Monday, 31 March 2014: 9:15 AM
Pacific Salon 4 & 5 (Town and Country Resort )
The Saharan Heat Low (HL) is a region of summertime high surface and boundary layer temperature that is a key dynamical element of the West African monsoon system. Variations in the temperature and thickness of the boundary layer air over the HL region have been shown to modulate the characteristics of the monsoonal circulation, including the intensity and location of monsoon precipitation. Although the importance of the HL in shaping the intraseasonal variability of the monsoon has been established, no study has investigated the interannual to decadal scale variability of the HL, nor determined how such changes in the HL may have affected precipitation across West Africa on such time scales. Via analysis of observations, reanalysis data, coupled model output, and an idealized linear model, we suggest that the noted intraseasonal relationship between HL temperatures and monsoonal circulation holds on interannual to decadal time scales.
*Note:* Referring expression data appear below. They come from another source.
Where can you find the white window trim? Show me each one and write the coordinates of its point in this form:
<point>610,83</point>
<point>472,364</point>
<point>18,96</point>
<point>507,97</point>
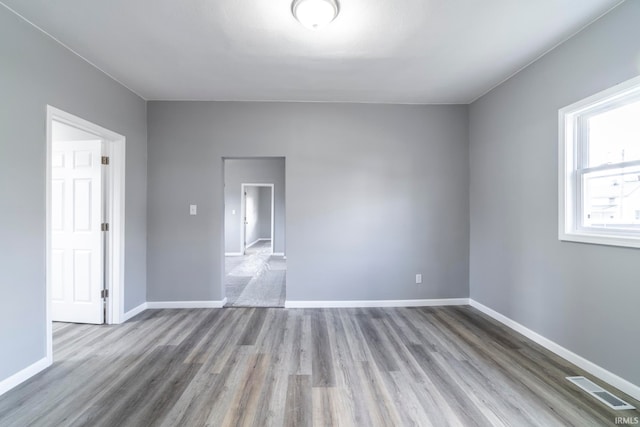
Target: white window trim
<point>568,193</point>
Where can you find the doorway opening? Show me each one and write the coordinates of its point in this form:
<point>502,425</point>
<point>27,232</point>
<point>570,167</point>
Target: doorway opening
<point>255,260</point>
<point>84,222</point>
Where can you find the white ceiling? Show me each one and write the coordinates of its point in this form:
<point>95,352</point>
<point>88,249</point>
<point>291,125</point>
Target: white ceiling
<point>388,51</point>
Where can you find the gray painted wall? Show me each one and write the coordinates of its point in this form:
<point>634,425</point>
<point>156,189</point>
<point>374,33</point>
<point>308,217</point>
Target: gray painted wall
<point>264,212</point>
<point>375,194</point>
<point>263,171</point>
<point>584,297</point>
<point>36,71</point>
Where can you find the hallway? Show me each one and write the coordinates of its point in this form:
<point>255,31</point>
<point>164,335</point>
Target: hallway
<point>256,279</point>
In addition, the year-to-year variations in the intensity of the HL are radiatively forced by changes of water vapour within the HL region, and, as such, small changes in water vapour advected into the HL may alter the summertime circulation over West Africa. Based on these results we propose a new theory for explaining observed interannual to decadal-scale variability of the West African monsoon and summertime precipitation that is based on positive feedbacks between evaporation associated with vegetation changes in the Sahel, dust emission from West Africa, tropical Atlantic Ocean temperature anomalies, and the dynamics of the HL.